Typically, there are a handful of event movies whose release dates and perhaps general characters and plot are known years before their release—your Marvel movies, your Avatars, your animated sequels that take years to properly produce. But it’s unusual for a group of dramas to call their shot four years in advance. That’s just what Sam Mendes and Sony did when they announced in 2024 that a quartet of Beatles biographies were in the works. Currently due out on April 7, 2028—at least two Avengers movies from now—the movies sound sort of like the cinematic equivalent of that mix CD that Ethan Hawke makes out of the band members’ solo songs in Boyhood. Individual films will assume the perspectives of Paul McCartney, John Lennon, George Harrison, and Ringo Starr, seemingly all during the band’s whirlwind decade together, from 1960-1970. Together, they’ll add up to a comprehensive biopic without favoring one band member in particular.
This could be an innovative and egalitarian approach to chronicling a seemingly impossible-to-define creative unit. Or, it could be the natural endpoint of the legal maneuvering that so obviously informs the final cut of so many musician-approved biopics, where narrative villains seem to be designated by committee. (Maybe that was the real reason Bohemian Rhapsody won that Best Editing Oscar: It felt like it must have had at least half a dozen interested parties and their lawyers in the editing room.) Regardless, having this insta-quadrilogy playing in theaters all-together-now will make this project unprecedented; as such, Beatles fans and movie people alike have been following various developments with great interest. The films are currently shooting in the U.K., with production expected to last for much of 2026. Here’s what we know about the cast and crew so far.

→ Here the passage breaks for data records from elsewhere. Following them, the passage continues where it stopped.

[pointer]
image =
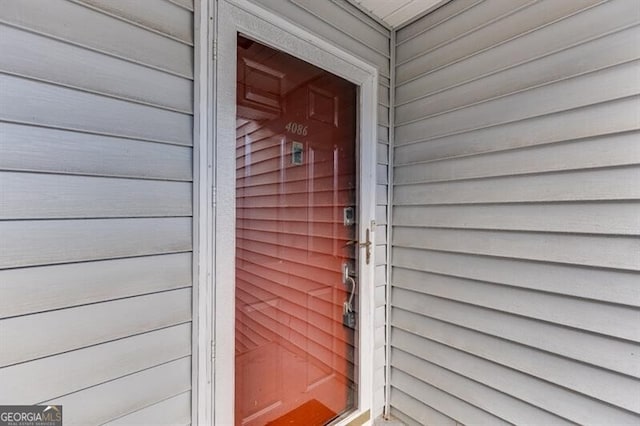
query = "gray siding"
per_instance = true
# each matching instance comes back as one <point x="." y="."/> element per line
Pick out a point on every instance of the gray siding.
<point x="96" y="111"/>
<point x="342" y="24"/>
<point x="516" y="255"/>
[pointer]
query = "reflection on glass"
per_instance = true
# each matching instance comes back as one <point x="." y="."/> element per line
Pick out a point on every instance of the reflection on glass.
<point x="296" y="204"/>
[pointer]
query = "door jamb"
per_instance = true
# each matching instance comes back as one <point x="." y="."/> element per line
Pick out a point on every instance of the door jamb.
<point x="215" y="188"/>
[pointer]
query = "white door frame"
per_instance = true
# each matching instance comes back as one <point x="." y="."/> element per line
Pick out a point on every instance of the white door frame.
<point x="245" y="16"/>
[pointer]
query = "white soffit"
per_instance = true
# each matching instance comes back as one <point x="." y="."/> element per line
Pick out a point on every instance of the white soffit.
<point x="396" y="12"/>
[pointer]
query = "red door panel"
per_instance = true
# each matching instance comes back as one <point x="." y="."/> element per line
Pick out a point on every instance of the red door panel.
<point x="295" y="175"/>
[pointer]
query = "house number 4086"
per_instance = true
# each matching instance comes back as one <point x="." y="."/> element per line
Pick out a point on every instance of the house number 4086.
<point x="296" y="128"/>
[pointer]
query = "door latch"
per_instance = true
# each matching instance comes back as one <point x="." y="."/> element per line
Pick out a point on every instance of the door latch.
<point x="366" y="244"/>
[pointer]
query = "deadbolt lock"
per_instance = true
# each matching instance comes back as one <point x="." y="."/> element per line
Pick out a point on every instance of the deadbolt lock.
<point x="366" y="244"/>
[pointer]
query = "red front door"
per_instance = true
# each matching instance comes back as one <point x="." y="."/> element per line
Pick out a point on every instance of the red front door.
<point x="296" y="210"/>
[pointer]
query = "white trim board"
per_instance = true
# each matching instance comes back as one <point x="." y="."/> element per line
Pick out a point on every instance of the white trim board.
<point x="243" y="16"/>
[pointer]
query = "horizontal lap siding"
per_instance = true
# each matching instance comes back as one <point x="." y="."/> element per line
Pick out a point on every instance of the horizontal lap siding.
<point x="345" y="26"/>
<point x="96" y="174"/>
<point x="516" y="249"/>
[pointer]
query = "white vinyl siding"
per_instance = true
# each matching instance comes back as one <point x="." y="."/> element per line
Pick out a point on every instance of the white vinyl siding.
<point x="516" y="220"/>
<point x="96" y="124"/>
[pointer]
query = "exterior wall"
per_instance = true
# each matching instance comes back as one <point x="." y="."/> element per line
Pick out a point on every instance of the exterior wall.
<point x="347" y="27"/>
<point x="96" y="130"/>
<point x="515" y="257"/>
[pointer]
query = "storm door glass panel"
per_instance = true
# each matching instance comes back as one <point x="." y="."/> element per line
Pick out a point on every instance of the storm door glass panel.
<point x="296" y="211"/>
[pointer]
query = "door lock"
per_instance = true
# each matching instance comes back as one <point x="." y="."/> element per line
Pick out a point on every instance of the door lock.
<point x="366" y="244"/>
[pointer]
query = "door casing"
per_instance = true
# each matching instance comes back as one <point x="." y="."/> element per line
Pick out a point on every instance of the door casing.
<point x="214" y="306"/>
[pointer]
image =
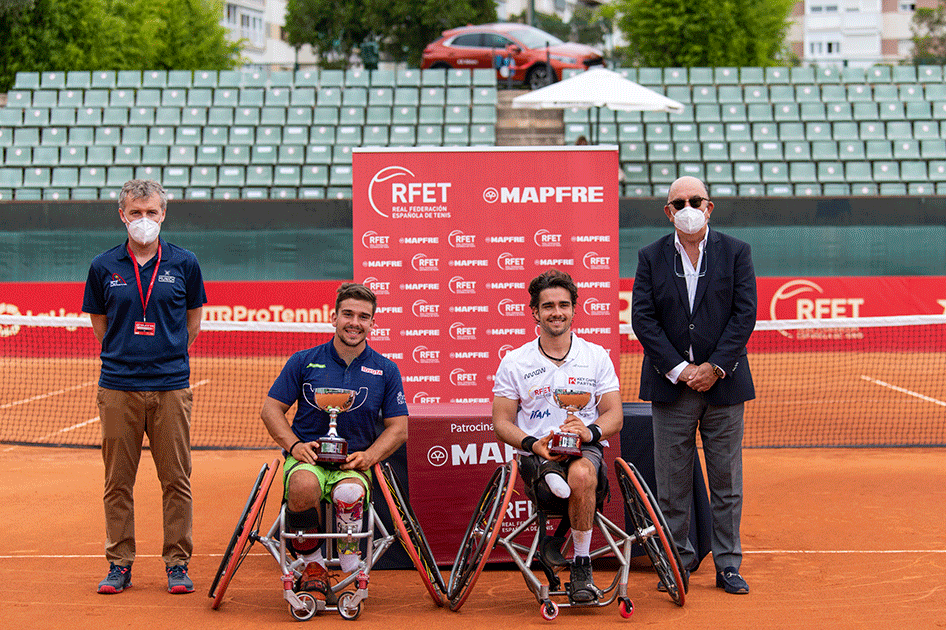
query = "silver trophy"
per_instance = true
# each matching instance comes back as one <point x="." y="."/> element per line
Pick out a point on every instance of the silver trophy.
<point x="572" y="401"/>
<point x="332" y="447"/>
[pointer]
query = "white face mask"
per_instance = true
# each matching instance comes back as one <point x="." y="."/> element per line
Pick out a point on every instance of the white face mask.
<point x="144" y="230"/>
<point x="689" y="220"/>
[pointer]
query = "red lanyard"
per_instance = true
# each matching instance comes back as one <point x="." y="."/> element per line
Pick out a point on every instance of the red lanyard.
<point x="145" y="299"/>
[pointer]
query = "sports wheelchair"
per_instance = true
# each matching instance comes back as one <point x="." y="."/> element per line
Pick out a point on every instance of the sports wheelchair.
<point x="544" y="551"/>
<point x="374" y="539"/>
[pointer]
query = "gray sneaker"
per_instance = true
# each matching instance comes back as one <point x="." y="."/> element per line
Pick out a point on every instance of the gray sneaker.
<point x="178" y="582"/>
<point x="117" y="580"/>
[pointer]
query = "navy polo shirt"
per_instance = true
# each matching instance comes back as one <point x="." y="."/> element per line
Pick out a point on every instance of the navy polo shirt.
<point x="133" y="362"/>
<point x="375" y="377"/>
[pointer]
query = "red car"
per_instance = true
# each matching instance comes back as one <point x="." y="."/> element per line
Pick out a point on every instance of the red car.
<point x="539" y="57"/>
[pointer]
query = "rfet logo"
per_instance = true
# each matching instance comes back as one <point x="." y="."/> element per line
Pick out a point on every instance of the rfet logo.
<point x="786" y="303"/>
<point x="373" y="240"/>
<point x="508" y="308"/>
<point x="423" y="308"/>
<point x="592" y="260"/>
<point x="592" y="306"/>
<point x="423" y="398"/>
<point x="377" y="286"/>
<point x="459" y="286"/>
<point x="458" y="239"/>
<point x="423" y="354"/>
<point x="422" y="262"/>
<point x="544" y="238"/>
<point x="461" y="332"/>
<point x="508" y="262"/>
<point x="392" y="191"/>
<point x="462" y="378"/>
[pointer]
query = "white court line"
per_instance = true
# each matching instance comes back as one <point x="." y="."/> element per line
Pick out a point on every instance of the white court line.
<point x="87" y="422"/>
<point x="904" y="391"/>
<point x="46" y="395"/>
<point x="261" y="552"/>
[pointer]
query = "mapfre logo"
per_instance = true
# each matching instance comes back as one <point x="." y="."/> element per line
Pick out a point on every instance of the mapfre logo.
<point x="422" y="262"/>
<point x="592" y="260"/>
<point x="458" y="239"/>
<point x="423" y="354"/>
<point x="508" y="262"/>
<point x="592" y="306"/>
<point x="377" y="286"/>
<point x="461" y="332"/>
<point x="799" y="299"/>
<point x="462" y="378"/>
<point x="423" y="308"/>
<point x="508" y="308"/>
<point x="459" y="286"/>
<point x="393" y="193"/>
<point x="373" y="240"/>
<point x="544" y="238"/>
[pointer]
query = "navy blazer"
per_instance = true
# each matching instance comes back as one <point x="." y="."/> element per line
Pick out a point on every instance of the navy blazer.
<point x="718" y="328"/>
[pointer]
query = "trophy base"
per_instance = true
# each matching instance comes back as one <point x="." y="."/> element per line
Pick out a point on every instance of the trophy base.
<point x="334" y="450"/>
<point x="565" y="444"/>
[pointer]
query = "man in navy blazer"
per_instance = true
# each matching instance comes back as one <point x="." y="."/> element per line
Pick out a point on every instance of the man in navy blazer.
<point x="693" y="309"/>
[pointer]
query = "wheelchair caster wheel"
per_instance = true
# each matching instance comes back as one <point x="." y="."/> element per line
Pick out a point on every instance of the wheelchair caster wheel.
<point x="626" y="608"/>
<point x="345" y="609"/>
<point x="310" y="607"/>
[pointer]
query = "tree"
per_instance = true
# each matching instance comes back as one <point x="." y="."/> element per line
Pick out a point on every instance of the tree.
<point x="41" y="35"/>
<point x="688" y="33"/>
<point x="929" y="35"/>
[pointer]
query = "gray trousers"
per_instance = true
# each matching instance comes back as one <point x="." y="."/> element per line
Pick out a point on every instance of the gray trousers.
<point x="721" y="429"/>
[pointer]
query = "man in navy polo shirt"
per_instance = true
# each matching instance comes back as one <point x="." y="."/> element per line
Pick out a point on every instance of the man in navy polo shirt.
<point x="345" y="362"/>
<point x="145" y="299"/>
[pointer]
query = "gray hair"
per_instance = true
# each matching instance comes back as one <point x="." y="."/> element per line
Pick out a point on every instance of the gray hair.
<point x="142" y="189"/>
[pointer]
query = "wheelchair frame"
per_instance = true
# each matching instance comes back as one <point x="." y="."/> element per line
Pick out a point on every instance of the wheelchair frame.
<point x="303" y="605"/>
<point x="650" y="532"/>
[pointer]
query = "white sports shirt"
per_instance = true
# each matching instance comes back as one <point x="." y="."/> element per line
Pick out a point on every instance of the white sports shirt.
<point x="526" y="375"/>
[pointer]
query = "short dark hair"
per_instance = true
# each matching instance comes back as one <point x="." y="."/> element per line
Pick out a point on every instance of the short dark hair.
<point x="142" y="189"/>
<point x="549" y="279"/>
<point x="355" y="291"/>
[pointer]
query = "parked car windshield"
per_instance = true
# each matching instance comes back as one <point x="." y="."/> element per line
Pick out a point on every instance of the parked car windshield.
<point x="534" y="38"/>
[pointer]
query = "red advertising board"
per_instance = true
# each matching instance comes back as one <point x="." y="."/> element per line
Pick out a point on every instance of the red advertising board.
<point x="450" y="238"/>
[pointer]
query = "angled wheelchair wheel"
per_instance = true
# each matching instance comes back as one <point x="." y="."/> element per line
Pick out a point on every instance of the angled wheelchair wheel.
<point x="244" y="533"/>
<point x="652" y="532"/>
<point x="481" y="534"/>
<point x="409" y="532"/>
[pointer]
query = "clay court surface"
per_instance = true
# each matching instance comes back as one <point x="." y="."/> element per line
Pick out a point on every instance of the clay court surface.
<point x="833" y="538"/>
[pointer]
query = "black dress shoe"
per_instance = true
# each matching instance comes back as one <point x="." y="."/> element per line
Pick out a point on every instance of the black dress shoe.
<point x="730" y="580"/>
<point x="685" y="575"/>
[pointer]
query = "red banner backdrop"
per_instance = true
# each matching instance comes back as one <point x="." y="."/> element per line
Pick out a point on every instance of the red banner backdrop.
<point x="450" y="239"/>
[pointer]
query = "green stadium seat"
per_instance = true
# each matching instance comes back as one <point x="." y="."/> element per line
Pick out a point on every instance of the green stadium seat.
<point x="719" y="173"/>
<point x="182" y="155"/>
<point x="481" y="135"/>
<point x="354" y="116"/>
<point x="141" y="116"/>
<point x="355" y="97"/>
<point x="899" y="130"/>
<point x="872" y="130"/>
<point x="838" y="111"/>
<point x="906" y="150"/>
<point x="824" y="150"/>
<point x="831" y="172"/>
<point x="733" y="112"/>
<point x="933" y="149"/>
<point x="851" y="150"/>
<point x="802" y="172"/>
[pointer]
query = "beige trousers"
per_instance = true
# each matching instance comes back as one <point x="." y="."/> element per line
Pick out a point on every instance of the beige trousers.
<point x="125" y="418"/>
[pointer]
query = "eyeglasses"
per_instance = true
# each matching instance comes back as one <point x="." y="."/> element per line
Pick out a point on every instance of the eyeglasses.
<point x="695" y="202"/>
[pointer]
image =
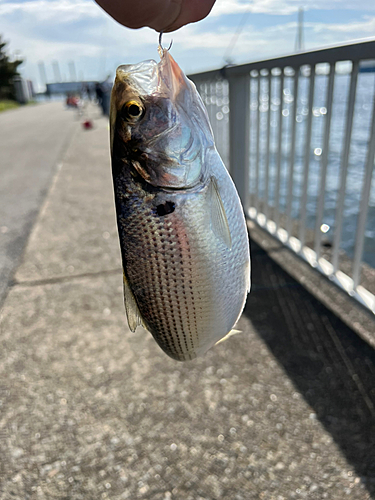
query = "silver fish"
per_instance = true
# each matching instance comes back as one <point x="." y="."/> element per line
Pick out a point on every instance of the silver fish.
<point x="182" y="231"/>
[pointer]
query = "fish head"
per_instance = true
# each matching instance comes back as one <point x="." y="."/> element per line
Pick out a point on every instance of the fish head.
<point x="159" y="123"/>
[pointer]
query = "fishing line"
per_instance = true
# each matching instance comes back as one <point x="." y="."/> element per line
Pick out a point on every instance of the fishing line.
<point x="237" y="33"/>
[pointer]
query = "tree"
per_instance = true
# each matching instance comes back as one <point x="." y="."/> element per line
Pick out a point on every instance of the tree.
<point x="8" y="70"/>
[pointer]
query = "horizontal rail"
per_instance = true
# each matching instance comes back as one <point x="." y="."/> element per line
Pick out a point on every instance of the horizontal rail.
<point x="358" y="51"/>
<point x="294" y="144"/>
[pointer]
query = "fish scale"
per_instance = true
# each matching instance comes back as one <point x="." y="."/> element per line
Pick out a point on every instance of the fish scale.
<point x="182" y="231"/>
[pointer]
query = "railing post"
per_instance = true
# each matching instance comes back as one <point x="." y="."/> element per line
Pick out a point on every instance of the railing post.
<point x="239" y="134"/>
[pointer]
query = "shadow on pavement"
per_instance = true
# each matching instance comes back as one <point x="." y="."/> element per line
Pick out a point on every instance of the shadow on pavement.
<point x="329" y="364"/>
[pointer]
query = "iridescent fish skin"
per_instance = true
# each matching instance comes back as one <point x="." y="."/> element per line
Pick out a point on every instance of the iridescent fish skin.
<point x="182" y="231"/>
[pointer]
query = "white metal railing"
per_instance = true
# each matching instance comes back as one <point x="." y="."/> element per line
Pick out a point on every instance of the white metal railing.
<point x="297" y="134"/>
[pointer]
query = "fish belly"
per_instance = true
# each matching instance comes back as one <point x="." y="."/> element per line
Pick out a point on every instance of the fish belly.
<point x="190" y="287"/>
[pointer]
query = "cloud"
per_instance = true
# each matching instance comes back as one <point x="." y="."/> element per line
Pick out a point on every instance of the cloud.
<point x="284" y="7"/>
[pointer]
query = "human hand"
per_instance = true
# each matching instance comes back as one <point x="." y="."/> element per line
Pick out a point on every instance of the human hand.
<point x="161" y="15"/>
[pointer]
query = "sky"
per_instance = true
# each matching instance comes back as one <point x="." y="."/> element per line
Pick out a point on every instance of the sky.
<point x="79" y="34"/>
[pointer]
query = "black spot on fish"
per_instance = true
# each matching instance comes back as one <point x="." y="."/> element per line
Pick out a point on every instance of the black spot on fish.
<point x="165" y="208"/>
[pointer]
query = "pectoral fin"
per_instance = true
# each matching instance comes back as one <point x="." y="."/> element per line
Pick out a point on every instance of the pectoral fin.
<point x="132" y="312"/>
<point x="219" y="221"/>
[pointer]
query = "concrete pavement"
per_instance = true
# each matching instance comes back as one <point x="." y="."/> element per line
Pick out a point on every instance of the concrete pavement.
<point x="90" y="410"/>
<point x="32" y="143"/>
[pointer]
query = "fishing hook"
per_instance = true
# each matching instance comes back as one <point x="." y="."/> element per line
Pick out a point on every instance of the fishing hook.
<point x="161" y="48"/>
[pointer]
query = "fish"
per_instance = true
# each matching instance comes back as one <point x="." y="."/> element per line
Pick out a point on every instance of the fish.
<point x="182" y="231"/>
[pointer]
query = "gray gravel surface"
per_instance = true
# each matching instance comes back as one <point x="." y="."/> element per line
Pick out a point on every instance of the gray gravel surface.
<point x="89" y="410"/>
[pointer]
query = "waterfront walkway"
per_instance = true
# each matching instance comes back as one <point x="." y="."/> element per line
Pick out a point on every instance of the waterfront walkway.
<point x="89" y="410"/>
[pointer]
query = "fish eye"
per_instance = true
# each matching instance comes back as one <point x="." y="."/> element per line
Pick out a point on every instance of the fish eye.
<point x="132" y="111"/>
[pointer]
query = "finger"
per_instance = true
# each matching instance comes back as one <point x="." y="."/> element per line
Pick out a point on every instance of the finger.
<point x="191" y="11"/>
<point x="136" y="14"/>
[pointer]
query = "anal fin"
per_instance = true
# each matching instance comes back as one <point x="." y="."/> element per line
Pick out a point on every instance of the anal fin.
<point x="230" y="334"/>
<point x="219" y="221"/>
<point x="131" y="307"/>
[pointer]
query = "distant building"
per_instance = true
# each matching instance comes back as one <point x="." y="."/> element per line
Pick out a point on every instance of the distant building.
<point x="69" y="87"/>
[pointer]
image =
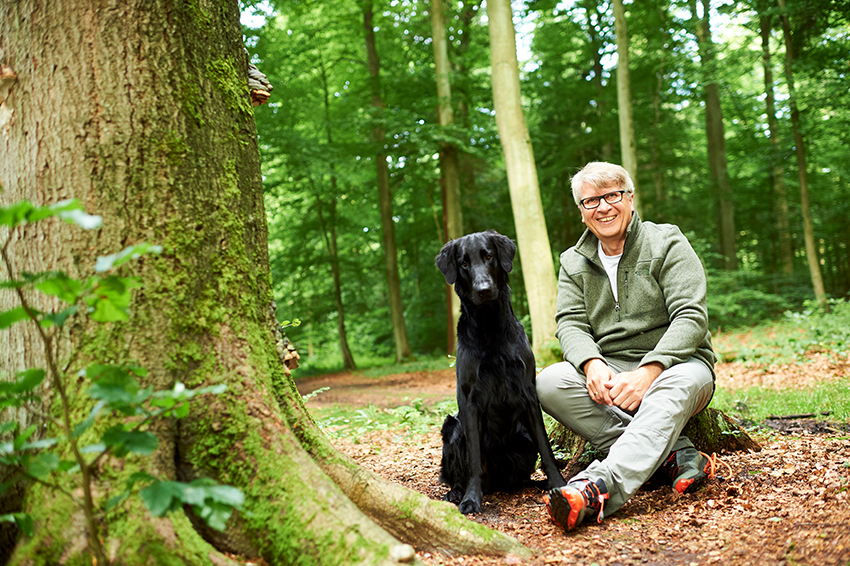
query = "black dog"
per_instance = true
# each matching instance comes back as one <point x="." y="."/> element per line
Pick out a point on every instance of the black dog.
<point x="493" y="442"/>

John Lennon was just 40 years old when he was shot and killed outside his New York apartment building. If the late 20th century had been as drunk on officially sanctioned musician biopics as the early 21st, we would have had a Yoko Ono-produced career-spanning Lennon movie by 1985 at the latest. That never happened, though Lennon has been played by Aaron Taylor-Johnson in the pretty decent early-years biopic Nowhere Boy; Paul Rudd, in the biopic spoof Walk Hard; and, in an alt-universe version, an oblique Robert Carlyle in Danny Boyle’s Yesterday.